ATHENS (Reuters) - Greece will try to bring more to the table in negotiations for a debt deal and Prime Minister Alexis Tsipras will probably speak with European Commission chief Jean-Claude Juncker by phone on Saturday to try to end the deadlock, a Greek minister said.
Time is fast running out for Greece to secure a cash-for-reforms deal with its international creditors to avoid a default at the end of June that could turf it out of the euro zone. With nervy depositors pulling billions out of Greek banks, Athens may have to impose capital controls within days to staunch the flow.
It was not immediately clear how far Greece's leftist government, which won a January election vowing to pull its people out of austerity, is willing to bend in order to secure an agreement or what kind of additional offers it could make.
While Greece has dug its heels over demands for pension cuts and some tax rises, its leaders have continued to sound upbeat ahead of an emergency euro zone summit on Monday.
"We will try to supplement our proposal so that we get closer to a solution," State Minister Alekos Flabouraris told Greek Mega television in a morning news show.
"We are not going there with the old proposal. Some work is being done to see where we can converge, so that we achieve a mutually beneficial solution."
The European Central Bank has kept Greek lenders afloat and on Friday raised the ceiling on so-called emergency liquidity assistance, which the banks rely on to keep their doors open, by 1.8 billion euros.

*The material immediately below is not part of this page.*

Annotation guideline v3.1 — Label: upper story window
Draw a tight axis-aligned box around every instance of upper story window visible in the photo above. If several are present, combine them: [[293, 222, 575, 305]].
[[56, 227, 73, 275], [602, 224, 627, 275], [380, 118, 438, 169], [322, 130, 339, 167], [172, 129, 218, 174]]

A close aide to Tsipras, Flabouraris said he was confident the ECB would not cut off funding as this would set off a domino effect and topple lenders in other vulnerable parts of Europe.
EU chief Juncker has been seen as more sympathetic to Greece's position, although he has reportedly warned Athens not to rely on him to avert a collapse in the debt talks.
"I am among those who believe that we are heading towards a solution," Flabouraris said. Asked whether there would be a teleconference on Saturday, he said: "I believe that there will be one. It has not been arranged yet. Tsipras is flying back from Moscow. He will be in Athens after 12.30pm (0530 ET). I believe that some kind of communication will be sought (by Juncker) in the evening hours."